Friday, November 10, 2006

Autologous cartilage implantation (ACI) is a new medical alternative that especially benefits for patients who have a damaged cartilage. The goal of ACI is to provide the patient with a durable, load bearing functional joint surface by the repair of articular carticular with both biomechanical and histologic characteristics comparable to normal articular cartilage. There are two stages involved in this ACI procedure. First, some health cartilage cells are collected from the patient’s knee. Then, these biopsytissue are sent to a special laboratory to grow for weeks and transplant back to the patient’s damaged region for new cartilage regeneration. One of the advantages of ACI is the usage of the patient’s own cells could reduce the chances of infection. Besides, ACI has the ability to restore hyaline-like articular cartilage.

ACI is an advanced, cell-based orthobiological technology; however the quality of this treatment is still not very well determined. In this article, “Autologous Chondrocyte Implantation: Superior Biologic Properties of Hyaline Cartilage Repairs,” by Henderson I, Lavigne P, Valenzuela H, and Oakes B. (could be downloaded from https://webfiles.berkeley.edu/wincheung/shared/ ), the properties and qualities of ACI were tested and analyzed. The authors focused on three points. First, the different effects resulted from cartilage repairs of different tissue types in terms of stiffness and outcome. Second, the correlation between the anatomic locations and the properties of the repairs. Third, the correlation between the presence of an abnormal macroscopic appearance at arthroscopy and its biomechanical or histologic properties. The results were based on two standard scoring systems. The International Cartilage Repair Society (ICRS) visual scoring system and the International Knee Documentation Committee (IKDC) score, which evaluate the symptoms, activity level, and health-related quality of life measures.
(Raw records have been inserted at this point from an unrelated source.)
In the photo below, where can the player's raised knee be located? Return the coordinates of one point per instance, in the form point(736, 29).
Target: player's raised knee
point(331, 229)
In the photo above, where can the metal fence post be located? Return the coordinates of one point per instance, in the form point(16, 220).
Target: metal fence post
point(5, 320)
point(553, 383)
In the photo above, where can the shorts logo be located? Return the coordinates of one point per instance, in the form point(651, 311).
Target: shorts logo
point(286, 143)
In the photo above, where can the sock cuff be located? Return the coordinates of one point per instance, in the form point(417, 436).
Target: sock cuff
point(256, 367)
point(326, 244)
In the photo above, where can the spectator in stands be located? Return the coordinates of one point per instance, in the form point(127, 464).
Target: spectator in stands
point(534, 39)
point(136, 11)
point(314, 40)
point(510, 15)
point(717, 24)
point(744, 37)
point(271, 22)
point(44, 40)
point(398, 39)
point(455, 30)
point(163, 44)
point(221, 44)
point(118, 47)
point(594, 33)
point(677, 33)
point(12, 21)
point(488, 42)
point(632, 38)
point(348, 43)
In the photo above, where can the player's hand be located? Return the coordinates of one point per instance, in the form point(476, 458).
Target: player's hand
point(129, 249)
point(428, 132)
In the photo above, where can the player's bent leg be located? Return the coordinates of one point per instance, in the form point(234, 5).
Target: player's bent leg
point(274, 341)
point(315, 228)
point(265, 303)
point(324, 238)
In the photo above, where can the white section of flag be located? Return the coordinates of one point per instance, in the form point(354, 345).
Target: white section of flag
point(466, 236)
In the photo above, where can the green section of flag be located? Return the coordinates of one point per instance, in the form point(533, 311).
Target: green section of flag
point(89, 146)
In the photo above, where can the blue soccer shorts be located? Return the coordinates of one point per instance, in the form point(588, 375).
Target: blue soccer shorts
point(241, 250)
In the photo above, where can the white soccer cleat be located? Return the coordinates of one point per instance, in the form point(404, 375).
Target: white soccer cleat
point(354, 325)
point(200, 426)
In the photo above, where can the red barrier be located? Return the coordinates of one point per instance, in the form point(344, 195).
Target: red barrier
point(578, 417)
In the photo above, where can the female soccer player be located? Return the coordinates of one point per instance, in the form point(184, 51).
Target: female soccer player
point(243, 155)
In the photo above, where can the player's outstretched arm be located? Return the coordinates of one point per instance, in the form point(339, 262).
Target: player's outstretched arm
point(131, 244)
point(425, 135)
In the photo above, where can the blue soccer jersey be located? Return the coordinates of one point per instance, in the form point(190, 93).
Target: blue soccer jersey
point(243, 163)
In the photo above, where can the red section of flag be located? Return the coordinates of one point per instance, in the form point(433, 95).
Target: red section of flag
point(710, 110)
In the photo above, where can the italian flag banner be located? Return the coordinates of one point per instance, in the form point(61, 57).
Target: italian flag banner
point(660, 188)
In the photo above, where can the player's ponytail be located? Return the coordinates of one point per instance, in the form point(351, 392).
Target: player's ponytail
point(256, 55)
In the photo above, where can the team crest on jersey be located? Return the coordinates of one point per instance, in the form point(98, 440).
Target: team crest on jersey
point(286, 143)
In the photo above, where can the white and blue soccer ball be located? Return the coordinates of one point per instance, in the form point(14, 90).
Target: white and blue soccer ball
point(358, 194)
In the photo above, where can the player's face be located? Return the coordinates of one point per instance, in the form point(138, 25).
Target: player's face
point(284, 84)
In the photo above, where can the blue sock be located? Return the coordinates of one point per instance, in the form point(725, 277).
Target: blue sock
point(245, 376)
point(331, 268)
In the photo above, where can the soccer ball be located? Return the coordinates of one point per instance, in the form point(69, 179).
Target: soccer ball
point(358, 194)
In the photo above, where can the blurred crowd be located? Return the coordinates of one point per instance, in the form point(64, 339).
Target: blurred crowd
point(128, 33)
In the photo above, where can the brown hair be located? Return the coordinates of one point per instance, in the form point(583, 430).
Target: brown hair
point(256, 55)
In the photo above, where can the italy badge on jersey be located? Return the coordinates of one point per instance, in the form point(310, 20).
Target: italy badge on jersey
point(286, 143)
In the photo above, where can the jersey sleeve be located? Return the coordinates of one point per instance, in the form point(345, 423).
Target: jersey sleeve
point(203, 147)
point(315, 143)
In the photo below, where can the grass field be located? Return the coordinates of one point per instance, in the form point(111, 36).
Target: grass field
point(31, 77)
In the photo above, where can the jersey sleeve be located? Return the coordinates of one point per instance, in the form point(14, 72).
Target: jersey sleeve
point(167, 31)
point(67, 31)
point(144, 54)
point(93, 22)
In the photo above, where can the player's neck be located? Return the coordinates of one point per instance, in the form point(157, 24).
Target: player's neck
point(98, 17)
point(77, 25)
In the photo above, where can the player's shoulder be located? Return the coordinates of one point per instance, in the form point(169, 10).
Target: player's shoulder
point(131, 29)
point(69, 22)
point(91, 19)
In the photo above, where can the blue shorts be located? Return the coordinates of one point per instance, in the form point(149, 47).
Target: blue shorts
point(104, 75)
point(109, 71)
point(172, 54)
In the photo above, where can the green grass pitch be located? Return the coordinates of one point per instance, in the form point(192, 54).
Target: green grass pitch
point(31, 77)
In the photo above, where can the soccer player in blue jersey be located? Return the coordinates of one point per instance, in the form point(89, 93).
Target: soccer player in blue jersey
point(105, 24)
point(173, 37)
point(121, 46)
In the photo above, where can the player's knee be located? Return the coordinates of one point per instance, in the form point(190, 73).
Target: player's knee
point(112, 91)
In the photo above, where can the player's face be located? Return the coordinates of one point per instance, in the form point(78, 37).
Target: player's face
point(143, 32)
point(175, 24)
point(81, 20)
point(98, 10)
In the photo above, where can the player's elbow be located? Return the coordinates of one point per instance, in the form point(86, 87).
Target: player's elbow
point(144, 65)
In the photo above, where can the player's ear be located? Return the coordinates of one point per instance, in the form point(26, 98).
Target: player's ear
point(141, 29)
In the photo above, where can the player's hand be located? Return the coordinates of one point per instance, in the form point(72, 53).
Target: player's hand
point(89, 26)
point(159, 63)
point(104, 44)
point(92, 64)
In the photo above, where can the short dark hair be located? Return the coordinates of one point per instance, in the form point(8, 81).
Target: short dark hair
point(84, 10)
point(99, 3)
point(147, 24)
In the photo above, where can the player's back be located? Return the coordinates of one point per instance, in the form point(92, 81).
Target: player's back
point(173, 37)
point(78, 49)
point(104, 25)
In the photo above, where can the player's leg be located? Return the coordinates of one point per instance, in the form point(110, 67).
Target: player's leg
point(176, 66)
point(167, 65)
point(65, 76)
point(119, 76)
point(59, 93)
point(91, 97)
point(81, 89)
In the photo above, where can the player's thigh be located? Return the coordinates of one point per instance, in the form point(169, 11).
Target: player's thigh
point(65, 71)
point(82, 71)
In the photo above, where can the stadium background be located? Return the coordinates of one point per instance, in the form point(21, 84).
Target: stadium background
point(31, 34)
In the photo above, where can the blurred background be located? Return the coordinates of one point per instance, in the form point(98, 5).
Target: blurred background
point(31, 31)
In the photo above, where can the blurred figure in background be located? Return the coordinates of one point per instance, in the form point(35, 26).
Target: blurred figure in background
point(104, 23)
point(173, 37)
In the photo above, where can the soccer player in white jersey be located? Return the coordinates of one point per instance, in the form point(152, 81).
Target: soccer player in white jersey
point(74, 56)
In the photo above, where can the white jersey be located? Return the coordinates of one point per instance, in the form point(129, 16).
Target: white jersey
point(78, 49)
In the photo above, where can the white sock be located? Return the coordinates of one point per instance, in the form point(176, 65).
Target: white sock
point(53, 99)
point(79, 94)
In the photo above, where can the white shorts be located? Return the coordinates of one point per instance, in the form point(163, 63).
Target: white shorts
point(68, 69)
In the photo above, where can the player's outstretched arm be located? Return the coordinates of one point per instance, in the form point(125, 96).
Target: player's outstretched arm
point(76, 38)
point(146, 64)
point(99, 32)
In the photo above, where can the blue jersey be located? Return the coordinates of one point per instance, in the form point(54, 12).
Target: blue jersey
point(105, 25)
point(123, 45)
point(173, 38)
There were two limitations in this study. First, among the symptomatic population, which the data were derived from, they had additional abnormalities unrelated to the ACI repair. This made the results obtained from them couldn’t easily be extrapolated to the asymptomatic population with ACI. Second, the limitation to study the potential relation between the repair’s biologic properties and the clinical outcome due to the indentometry had to base on proper instrument positioning and also the repair thickness, which could possibly cause inaccurate measurements. Although the histologic evaluation was based on a 2mm thick tissue sample, this couldn’t represent the total composition of the repair tissue, it is more adequate to test for reliable, reproducible, and repeatable results.

It was found at the average of 26.5 months after implantation, the repair was stiffer than normal cartilage. The greatest stiffness was recorded in the following orders: the hyaline articular cartilage, hyaline-like, fibrocartilage, hyaline-like/fibrocartilage group. Besides, there were no difference in the histologic quality resulted from the difference anatomic location of the repair. Regarding of the third focus of the study, the relationship between the presence of an abnormal macroscopic appearance at arthroscopy and its biomechanical or histologic properties, the ICRS and IKDC scores were inconsistent. Based on the ICRS scores, the patients who were macroscopically normal had greater maximum and normalized stiffness than patients who were macroscopically abnormal. On the other hand, the patients with or without abnormal macroscopic appearance scored no difference in IKDC scores. The IKDC scores increased with time in patients in both cases, hyaline cartilage and fibrocartilage. These scores indicated patients did well regardless of the quality of the repair at 3 years postoperatively because these scores were comparable to scores of asymptomatic patients in the ACI cohort. 24 months after ACI, the overall stiffness and macroscopic appearance of hyaline articular cartilage and hyaline-like repairs were similar to normal articular cartilage.

My grandma has inspired me to have a special interest in the field of tissue engineering, and be more specific – cartilage, because of her knee pain. Her cartilage is wearing out as a result of aging, and by the time I heard this ACI repair treatment, I thought it might bring hope to save my grandma from pain. Treating ACI as a possible treatment for my grandma, I want to know more about ACI, and that’s why this article was especially attractive to me because it fulfilled my curiosity about the quality of ACI repair. Besides, by knowing these mechanical and histologic properties of current ACI, we can make improvement and hence one step closer to the durable cartilage repair.

Yee-Wan (Win) Cheung

1 comment:

Tao-Yang said...

i am also interested in condrocyte because my grandpa has the same knee problem. it is also painful to look at him walking up the stair with tremendous pain and inconvenience. it is surprising and worthy examine why the stiffness will increase with the cultivated condrocyte. there is a still a gap to truly intergrate a foreign but same material into a place that the material aren't used to. maybe it has to do point in development time that different TF is expressed, or due to different physical environment the cultivate subjected to.